= Herbert Leader Hawkins =

British geologist

Herbert Leader Hawkins FRS (1887 – 29 December 1968) was a British geologist. Awarded the Lyell Medal in 1940.

In the First World War he was a conscientious objector, exempted from military service conditional upon continuing his then work.

Hawkins spent his entire academic career at the University of Reading, after first being appointed Acting Part Time Lecturer in Geology in 1909. He was appointed Professor of Geology in 1920, and oversaw the expansion of the department over the next few decades. Among those staff he appointed was Lawrence Wager, in 1929. It was from Reading that Wager completed his work on both Greenland and Everest for which he was later celebrated.
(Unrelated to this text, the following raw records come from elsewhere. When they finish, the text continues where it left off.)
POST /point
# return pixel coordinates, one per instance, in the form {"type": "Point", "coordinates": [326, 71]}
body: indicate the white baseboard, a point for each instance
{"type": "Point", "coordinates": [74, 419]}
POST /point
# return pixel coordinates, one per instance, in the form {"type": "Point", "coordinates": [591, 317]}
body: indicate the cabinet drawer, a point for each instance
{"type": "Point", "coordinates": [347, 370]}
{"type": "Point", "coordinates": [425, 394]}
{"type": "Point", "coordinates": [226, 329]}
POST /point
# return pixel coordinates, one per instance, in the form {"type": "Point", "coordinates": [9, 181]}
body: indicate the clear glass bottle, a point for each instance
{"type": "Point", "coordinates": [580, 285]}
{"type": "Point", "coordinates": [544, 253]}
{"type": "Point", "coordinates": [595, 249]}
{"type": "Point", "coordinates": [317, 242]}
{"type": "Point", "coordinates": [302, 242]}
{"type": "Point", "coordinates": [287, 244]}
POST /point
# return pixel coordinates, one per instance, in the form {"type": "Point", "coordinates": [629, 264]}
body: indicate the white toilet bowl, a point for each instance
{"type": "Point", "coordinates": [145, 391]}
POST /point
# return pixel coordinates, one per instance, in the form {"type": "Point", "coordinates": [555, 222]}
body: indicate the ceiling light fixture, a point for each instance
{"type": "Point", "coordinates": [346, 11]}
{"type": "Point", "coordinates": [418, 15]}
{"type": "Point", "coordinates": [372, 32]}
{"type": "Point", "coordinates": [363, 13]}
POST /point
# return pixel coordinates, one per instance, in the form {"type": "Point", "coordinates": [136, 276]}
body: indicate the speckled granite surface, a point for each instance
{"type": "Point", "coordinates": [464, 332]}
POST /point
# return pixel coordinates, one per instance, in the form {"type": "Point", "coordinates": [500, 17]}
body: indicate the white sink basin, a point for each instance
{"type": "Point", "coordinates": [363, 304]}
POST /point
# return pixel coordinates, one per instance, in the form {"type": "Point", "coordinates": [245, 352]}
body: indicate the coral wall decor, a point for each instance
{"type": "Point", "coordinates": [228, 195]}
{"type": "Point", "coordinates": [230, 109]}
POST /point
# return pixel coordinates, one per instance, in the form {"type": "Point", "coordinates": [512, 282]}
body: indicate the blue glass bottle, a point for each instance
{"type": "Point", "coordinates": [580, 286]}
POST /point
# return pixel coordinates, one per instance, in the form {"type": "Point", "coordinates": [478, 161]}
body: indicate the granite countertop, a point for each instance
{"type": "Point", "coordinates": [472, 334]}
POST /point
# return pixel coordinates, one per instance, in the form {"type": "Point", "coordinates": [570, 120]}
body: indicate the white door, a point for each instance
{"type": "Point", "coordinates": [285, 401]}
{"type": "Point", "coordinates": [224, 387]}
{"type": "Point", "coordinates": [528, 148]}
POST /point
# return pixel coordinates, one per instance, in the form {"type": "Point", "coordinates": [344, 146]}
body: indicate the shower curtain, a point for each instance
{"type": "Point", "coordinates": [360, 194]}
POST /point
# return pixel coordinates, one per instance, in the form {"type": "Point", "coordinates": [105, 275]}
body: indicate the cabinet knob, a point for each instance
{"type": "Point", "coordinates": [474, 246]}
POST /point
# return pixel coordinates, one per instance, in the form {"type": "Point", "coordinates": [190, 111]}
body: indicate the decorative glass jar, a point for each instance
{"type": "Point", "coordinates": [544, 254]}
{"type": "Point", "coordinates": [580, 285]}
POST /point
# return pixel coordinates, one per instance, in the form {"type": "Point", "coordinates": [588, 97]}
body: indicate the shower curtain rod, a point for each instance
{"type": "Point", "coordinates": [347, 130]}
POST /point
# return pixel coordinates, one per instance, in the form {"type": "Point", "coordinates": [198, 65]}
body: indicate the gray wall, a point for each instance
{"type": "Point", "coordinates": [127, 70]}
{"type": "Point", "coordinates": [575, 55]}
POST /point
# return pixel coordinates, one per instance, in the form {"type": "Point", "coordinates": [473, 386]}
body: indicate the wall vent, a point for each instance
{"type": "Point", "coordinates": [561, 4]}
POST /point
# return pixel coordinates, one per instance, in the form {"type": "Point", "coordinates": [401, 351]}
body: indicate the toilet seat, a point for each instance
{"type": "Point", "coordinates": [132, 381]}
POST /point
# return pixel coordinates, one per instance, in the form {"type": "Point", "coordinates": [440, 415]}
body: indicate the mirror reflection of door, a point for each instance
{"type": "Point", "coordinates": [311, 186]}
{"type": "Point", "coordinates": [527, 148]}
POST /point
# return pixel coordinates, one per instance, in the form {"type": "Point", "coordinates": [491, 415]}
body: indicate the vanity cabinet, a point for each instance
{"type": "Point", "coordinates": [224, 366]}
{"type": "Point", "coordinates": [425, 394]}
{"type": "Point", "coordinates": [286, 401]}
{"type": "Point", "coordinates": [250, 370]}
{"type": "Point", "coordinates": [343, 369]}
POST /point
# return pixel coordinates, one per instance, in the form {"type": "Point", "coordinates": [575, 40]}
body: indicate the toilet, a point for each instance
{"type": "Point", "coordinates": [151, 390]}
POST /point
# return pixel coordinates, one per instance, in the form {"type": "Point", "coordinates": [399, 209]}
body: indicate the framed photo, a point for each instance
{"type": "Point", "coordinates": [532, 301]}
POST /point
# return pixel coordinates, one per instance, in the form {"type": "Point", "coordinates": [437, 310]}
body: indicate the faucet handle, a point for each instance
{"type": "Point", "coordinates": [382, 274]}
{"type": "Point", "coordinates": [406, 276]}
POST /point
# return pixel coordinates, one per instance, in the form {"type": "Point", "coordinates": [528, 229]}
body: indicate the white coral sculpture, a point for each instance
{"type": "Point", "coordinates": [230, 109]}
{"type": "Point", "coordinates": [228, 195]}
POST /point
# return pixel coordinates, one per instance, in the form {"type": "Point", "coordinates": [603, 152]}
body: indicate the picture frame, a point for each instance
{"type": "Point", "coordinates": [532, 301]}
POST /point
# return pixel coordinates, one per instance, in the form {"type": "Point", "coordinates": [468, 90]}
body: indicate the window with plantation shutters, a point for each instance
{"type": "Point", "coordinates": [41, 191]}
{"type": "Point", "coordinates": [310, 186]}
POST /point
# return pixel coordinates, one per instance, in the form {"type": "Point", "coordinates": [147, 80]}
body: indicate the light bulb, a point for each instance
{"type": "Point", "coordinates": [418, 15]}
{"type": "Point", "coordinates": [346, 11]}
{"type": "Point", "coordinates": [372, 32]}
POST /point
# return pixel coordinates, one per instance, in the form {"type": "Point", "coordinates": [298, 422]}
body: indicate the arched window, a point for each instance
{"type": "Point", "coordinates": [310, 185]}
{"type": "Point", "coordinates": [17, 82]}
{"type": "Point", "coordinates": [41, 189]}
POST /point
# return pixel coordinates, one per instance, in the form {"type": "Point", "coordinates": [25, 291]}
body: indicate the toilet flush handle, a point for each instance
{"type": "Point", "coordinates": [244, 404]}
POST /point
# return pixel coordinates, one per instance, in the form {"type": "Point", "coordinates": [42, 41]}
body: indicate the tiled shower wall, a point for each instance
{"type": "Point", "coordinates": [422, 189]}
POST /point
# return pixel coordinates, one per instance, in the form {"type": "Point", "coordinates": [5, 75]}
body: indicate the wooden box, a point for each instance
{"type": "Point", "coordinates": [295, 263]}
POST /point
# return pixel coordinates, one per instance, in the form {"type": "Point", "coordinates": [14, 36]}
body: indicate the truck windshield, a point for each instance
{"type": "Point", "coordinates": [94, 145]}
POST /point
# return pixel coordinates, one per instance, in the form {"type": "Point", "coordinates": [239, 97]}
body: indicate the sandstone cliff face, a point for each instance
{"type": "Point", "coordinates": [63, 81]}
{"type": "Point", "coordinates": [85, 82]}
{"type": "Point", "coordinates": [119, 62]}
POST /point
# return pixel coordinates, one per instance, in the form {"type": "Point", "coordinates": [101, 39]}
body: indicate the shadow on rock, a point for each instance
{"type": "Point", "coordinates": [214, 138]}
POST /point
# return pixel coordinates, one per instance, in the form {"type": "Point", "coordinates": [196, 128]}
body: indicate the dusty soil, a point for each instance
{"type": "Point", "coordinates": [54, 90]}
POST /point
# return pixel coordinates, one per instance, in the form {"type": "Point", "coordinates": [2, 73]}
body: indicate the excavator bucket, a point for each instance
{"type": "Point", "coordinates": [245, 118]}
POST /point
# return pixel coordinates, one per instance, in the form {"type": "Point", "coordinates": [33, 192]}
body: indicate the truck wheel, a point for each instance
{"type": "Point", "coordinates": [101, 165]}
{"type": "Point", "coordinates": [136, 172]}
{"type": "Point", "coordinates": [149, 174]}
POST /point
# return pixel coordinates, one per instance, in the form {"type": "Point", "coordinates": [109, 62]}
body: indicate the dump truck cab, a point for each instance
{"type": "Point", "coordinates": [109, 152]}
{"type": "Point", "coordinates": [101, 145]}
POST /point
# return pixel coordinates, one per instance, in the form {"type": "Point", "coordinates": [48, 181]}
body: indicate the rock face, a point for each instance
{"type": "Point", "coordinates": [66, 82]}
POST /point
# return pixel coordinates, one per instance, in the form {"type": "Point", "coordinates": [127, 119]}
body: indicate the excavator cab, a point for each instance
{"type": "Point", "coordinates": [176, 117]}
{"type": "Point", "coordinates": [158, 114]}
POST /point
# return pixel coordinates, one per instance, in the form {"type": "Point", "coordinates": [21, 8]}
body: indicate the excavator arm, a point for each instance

In 1937, Hawkins was elected Fellow of the Royal Society, for his distinguished work on the Echinoidea (sea urchins), and his textbook on 'Invertebrate Palaeontology' (Methuen, 1920) which was 'much esteemed and illustrates his broad and philosophical outlook'. His nomination notes that 'He would have published more if not engaged in building up a new Department, from two students in 1920 to 61 in 1932'.

In his biographical notes, Percival Allen notes that Hawkins was 'Loved by many [but] known to few'; and that while by the early 1920's Hawkins was 'poised for a major work on the whole Echinoidea, fossil and living' it was not to be, and 'many influences conspired to thwart him'.